The reception will include an awards ceremony where cash awards will be given out for each category. The awards were donated by: The Credit Union of America in Great Bend, Karen Shaner, Dr. Rick Abel, Don and Barbara Beahm, The Great Bend Tribune, Eagle Communications, Bob Feldt, Kent Weltmer and Maureen Leahy.
Art instructor Steve Dudek helped organize the awards and said he feels grateful for the generosity of the donors.
“We really want to thank them for helping support the Art Department,” he said. “It gives our students the feel of a real competition. It lets them see that they can win awards for their art. The students are very appreciative of this and it’s a big honor for them to get one.”
Shafer Art Gallery Director Dave Barnes said the student exhibit is an important part of encouraging artists.

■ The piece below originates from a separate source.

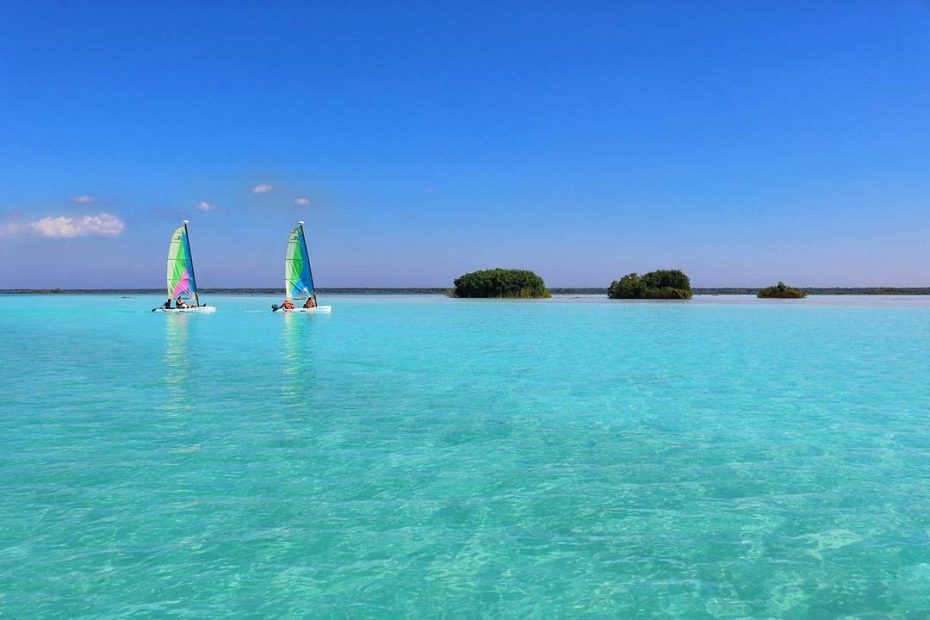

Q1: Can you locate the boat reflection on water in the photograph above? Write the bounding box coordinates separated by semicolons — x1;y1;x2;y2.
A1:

“Each year we have the opportunity to showcase the work being produced in art classes at Barton Community College, and I do mean work,” he said. “The labor and effort these students have put into the objects displayed in this exhibit is phenomenal, but their labor alone does not make art. The famous polyglot mathematician Michael Polyani in his book ‘Meanings,’ says art making is a social skill, a collaboration between the audience and the artist. If the work is not seen and talked about, the artist is just a fabricator. It is only in conversation and dialogue that things become meaningful or become art. Student work must be seen to be validated as art. This show is our opportunity to enter into the process of validating our student artists’ work and vision and making of it, art with meaning.”
The show will be judged by Head of the Art Department at McPherson College Wayne Conyers. He has his Master of Fine Arts from Fort Hays State University.